Cooling water systems are used to remove excess heat from a chemical process to the atmosphere. The primary components of these systems are the cooling tower and the heat exchanger network. There is a strong interaction between these individual components, thus their performances are interrelated. Most published research in this area has focused mainly on optimization of the individual components i.e. optimization of heat exchanger network or optimization of the cooling towers. This approach does not optimize the cooling water system as a whole. Previous research work in which a holistic approach was used is limited to cooling water systems with single cooling water source.

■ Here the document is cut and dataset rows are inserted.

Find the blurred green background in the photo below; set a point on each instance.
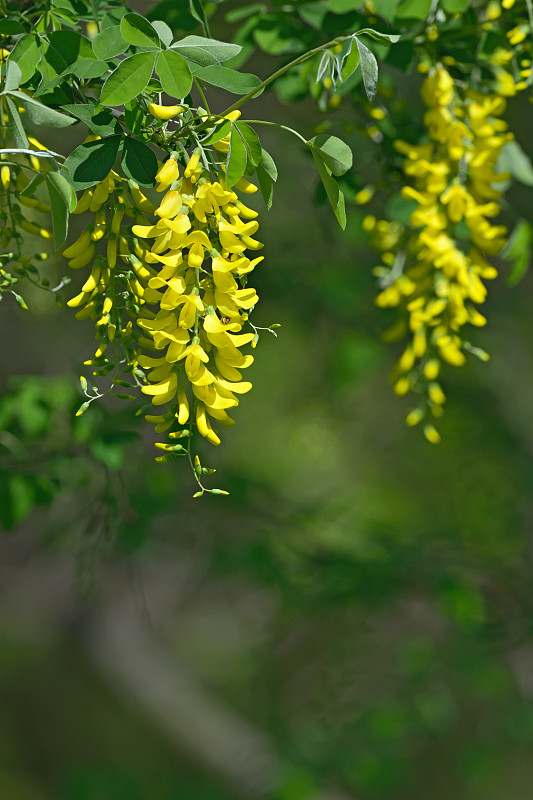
(353, 622)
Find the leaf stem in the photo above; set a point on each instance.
(284, 69)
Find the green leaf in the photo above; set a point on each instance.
(413, 9)
(237, 158)
(139, 161)
(369, 70)
(134, 116)
(128, 80)
(268, 164)
(388, 37)
(10, 27)
(13, 76)
(163, 31)
(513, 160)
(61, 50)
(197, 12)
(335, 196)
(314, 13)
(138, 31)
(344, 6)
(519, 250)
(16, 128)
(33, 185)
(41, 114)
(91, 162)
(62, 200)
(220, 130)
(102, 123)
(206, 52)
(335, 153)
(251, 142)
(174, 74)
(351, 62)
(63, 188)
(386, 8)
(228, 79)
(267, 174)
(87, 68)
(109, 43)
(455, 6)
(26, 54)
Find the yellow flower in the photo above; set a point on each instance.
(164, 112)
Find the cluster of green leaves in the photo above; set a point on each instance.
(46, 452)
(61, 77)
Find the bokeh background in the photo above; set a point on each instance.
(354, 622)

This work presents a technique for integrated optimization of complex cooling water systems. The system under consideration consists of multiple cooling towers each supplying a set of heat exchangers. A superstructural approach is employed to explore all possible combinations between the heat exchangers and the cooling towers. The cooling water reuse opportunities within the heat exchanger networks are also explored. A detailed mathematical model consisting of the cooling towers and the heat exchanger networks model is developed. Two practical scenarios are considered and the mathematical formulations for Case I and II yield nonlinear programing (NLP) and mixed integer nonlinear programming (MINLP) structure respectively.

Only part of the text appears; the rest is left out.